Emmanuel Véron : Il faut rappeler que les opérations Fox Hunt ou Skynet ne sont pas nouvelles. Si ces dernières datent grosso modo de l’arrivée au pouvoir de Xi Jinping en tant que Secrétaire général du PCC, chef des armées et Président de la République populaire, l’essence même de ces manœuvres est bien plus ancienne. En effet, le Parti a toujours eu plusieurs unités, divisions ou directions en charge des questions de ciblages de ressortissants chinois à l’étranger. Et les motifs sont divers : corruption, espionnage (agent double ou retourné), opposition politique, minorités (tibétains, ouighours etc.), Hong Kong ou Taïwan…
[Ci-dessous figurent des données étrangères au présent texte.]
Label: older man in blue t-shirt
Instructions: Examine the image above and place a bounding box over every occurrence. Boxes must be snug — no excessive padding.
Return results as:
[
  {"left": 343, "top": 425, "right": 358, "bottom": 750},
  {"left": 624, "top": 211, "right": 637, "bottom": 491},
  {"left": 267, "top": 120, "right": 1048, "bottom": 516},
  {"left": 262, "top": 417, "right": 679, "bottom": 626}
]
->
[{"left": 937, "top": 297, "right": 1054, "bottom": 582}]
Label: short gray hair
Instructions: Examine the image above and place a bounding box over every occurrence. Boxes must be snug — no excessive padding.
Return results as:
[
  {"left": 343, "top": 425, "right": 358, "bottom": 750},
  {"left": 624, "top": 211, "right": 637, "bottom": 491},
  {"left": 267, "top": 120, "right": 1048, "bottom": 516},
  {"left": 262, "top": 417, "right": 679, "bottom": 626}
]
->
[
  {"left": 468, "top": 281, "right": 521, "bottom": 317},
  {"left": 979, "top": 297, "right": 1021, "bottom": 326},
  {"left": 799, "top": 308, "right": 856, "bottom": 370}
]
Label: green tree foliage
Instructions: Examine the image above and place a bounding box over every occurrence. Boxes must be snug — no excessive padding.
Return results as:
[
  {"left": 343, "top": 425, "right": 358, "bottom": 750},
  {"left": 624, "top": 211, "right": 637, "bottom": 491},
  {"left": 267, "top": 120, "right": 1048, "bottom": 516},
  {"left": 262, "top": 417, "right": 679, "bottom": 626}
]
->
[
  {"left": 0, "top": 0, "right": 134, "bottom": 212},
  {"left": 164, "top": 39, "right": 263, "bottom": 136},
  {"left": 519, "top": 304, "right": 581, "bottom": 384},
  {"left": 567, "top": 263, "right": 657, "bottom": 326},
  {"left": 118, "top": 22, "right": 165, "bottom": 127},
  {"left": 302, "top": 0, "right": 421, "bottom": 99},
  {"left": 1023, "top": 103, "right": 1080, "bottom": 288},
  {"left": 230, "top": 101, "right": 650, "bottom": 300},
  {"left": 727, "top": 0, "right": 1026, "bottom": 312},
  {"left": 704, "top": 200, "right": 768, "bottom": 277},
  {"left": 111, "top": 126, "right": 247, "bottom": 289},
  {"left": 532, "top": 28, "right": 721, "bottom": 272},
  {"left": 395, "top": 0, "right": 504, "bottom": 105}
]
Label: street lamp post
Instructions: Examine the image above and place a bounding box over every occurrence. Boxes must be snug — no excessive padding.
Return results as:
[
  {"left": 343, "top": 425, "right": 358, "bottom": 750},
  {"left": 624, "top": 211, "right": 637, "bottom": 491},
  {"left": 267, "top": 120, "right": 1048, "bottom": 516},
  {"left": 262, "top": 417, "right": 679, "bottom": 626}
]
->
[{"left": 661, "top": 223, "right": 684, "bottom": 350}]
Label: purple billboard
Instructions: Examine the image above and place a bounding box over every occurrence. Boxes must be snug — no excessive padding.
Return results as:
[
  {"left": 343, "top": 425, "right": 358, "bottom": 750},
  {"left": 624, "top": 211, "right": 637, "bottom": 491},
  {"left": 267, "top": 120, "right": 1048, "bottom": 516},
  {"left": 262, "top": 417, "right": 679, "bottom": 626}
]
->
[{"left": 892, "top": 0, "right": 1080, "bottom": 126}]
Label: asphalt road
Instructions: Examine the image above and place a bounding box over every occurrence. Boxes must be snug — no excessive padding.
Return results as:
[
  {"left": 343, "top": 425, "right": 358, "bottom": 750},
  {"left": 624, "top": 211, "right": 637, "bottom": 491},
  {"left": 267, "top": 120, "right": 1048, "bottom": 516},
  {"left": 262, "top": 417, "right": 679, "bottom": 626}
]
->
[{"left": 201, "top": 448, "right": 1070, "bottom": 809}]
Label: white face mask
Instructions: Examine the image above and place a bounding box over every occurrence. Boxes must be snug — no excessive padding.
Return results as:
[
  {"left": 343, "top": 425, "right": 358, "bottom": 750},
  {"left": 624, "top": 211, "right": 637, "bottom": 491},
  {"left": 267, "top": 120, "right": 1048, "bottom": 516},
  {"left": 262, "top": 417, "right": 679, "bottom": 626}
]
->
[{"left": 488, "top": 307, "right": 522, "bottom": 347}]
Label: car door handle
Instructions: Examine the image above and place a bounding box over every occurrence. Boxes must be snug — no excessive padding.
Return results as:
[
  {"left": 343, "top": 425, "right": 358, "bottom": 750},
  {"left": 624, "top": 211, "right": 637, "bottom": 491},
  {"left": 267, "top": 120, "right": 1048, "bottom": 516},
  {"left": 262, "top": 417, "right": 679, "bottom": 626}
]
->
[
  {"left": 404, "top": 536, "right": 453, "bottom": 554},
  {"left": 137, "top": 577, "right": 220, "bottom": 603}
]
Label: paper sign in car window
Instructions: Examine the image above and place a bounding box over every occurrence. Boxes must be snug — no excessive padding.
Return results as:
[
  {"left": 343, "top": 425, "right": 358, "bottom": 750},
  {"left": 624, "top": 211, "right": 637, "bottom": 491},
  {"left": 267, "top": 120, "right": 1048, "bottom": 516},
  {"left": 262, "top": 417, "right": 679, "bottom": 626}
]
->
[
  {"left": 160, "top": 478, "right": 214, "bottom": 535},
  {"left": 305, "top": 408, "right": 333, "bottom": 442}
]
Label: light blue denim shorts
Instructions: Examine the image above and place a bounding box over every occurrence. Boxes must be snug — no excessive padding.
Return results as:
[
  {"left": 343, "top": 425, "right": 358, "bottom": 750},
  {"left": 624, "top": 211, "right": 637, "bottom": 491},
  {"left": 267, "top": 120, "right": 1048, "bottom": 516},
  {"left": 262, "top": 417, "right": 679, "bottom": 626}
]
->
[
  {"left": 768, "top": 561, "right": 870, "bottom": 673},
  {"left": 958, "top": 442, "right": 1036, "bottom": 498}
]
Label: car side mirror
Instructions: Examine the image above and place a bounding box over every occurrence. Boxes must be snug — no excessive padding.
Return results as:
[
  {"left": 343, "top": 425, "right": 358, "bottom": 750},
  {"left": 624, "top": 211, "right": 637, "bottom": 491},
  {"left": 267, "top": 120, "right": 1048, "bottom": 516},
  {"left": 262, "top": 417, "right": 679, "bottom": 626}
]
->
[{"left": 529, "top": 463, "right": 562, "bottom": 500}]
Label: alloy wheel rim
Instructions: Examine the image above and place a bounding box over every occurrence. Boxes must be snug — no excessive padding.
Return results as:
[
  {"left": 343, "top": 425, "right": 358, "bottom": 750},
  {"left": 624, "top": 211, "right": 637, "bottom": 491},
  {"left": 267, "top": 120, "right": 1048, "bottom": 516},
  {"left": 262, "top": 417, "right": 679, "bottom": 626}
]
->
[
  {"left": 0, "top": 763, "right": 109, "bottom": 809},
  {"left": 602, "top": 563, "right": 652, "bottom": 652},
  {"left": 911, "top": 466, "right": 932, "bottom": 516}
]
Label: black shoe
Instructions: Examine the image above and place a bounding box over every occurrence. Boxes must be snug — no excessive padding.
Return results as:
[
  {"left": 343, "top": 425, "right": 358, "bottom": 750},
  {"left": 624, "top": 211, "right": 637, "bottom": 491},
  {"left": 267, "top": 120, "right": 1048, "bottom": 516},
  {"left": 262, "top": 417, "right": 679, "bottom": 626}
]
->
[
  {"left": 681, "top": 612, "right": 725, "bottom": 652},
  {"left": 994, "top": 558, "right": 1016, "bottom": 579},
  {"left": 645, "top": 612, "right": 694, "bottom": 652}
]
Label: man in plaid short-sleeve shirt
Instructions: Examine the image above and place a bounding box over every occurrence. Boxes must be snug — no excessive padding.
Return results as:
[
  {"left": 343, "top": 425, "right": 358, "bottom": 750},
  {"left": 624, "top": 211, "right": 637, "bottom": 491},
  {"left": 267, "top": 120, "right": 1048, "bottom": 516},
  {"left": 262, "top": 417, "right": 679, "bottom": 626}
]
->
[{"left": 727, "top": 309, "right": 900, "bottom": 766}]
Depuis 2013, les cibles étaient les « tigres » et les « mouches », à savoir les hauts dirigeants du PCC et les petits cadres (locaux, divers secteurs etc.) ainsi que les « renards », poursuivis pour corruption à l’étranger. Ainsi, ces opérations sont des projections à l’extérieur du territoire chinois de sécurité politique intérieure… Ces opérations se sont accentuées depuis cette date et ce, partout dans le monde, de l’Asie (Asie du sud-est, en passant par Hong Kong) à l’Europe jusqu’en Amérique… Le principal sujet est la fuite de capitaux, dans les paradis fiscaux (distribués entre les Caraïbes, Luxembourg etc.) lié à un enrichissement rapide de diverses élites articulées au pouvoir central depuis Jiang Zemin. Ce dernier étant l’adversaire paroxysmal de Xi Jinping, une lutte féroce pour le pouvoir s’est fortifiée depuis une décennie. En sommes, ces opérations ne sont pas tant des opérations de lutte anti-corruption sur le territoire chinois et à l’international qu’une métaphore filée de la rivalité du pouvoir au sommet du système de Parti-Etat pékinois.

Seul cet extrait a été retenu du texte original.